Auschwitz 1 was made up of 28 blocks built of stone laid out in three parallel rows between which ran paved streets. A third street ran the length of the quadrangle and was planted with birch trees, the Birkenhaller intended as a walkway for the detainees, with benches; there also was an open air swimming pool (booklet of 32 pages printed in Caen, 1948, p. 10; its text is a reproduction of the author's article published in Etudes germaniques, n° 3, 1948, pp. 244-275).

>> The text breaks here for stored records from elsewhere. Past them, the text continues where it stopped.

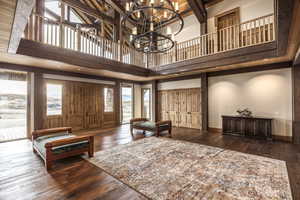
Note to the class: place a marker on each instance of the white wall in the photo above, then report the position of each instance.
(191, 29)
(248, 10)
(266, 94)
(171, 85)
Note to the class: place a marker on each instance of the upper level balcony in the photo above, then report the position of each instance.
(251, 33)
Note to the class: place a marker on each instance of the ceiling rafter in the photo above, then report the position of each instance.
(83, 16)
(88, 10)
(199, 10)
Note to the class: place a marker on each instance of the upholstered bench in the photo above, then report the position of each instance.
(146, 125)
(58, 143)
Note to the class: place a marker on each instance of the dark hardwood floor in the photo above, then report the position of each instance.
(23, 176)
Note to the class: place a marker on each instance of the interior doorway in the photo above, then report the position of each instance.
(13, 105)
(146, 103)
(126, 103)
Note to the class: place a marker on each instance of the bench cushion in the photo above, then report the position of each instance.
(148, 125)
(41, 141)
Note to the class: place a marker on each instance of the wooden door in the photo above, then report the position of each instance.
(82, 107)
(227, 32)
(183, 115)
(173, 105)
(195, 113)
(182, 107)
(74, 104)
(93, 106)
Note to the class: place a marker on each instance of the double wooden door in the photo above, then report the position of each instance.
(82, 107)
(182, 107)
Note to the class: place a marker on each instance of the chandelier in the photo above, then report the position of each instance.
(154, 23)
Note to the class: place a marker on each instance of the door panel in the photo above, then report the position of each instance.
(182, 107)
(82, 107)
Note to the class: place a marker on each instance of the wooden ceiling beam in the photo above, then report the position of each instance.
(199, 10)
(88, 10)
(116, 5)
(23, 10)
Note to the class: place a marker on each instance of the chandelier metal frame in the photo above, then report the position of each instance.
(147, 39)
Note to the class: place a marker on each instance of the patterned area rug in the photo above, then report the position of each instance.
(162, 168)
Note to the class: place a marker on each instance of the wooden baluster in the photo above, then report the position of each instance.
(269, 29)
(273, 27)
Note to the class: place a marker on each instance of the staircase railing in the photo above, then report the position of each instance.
(253, 32)
(51, 32)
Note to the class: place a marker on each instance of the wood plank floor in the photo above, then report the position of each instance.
(23, 176)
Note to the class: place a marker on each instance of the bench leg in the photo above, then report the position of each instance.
(131, 130)
(91, 147)
(91, 153)
(48, 164)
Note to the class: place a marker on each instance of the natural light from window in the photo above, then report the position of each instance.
(54, 99)
(108, 99)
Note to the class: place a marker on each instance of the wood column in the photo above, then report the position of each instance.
(117, 99)
(154, 96)
(40, 10)
(203, 28)
(204, 102)
(296, 103)
(62, 20)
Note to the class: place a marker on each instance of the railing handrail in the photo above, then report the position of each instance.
(252, 32)
(59, 36)
(215, 32)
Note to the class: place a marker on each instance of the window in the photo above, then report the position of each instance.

Another wartime Jewish detainee like Marc Klein and R. Weil,  confirmed, in a short testimony written in 1997 entitled "Une Piscine à Auschwitz," that he saw, in July 1944, dozens of his fellow detainees busy at work on the said pool which, he pointed out, had "a diving board and an access ladder". (Esrail, registration no. 173295, « Une piscine à Auschwitz », in Après Auschwitz [Bulletin de l'Amicale des déportés d'Auschwitz], n° 264/octobre 1997, p. 10).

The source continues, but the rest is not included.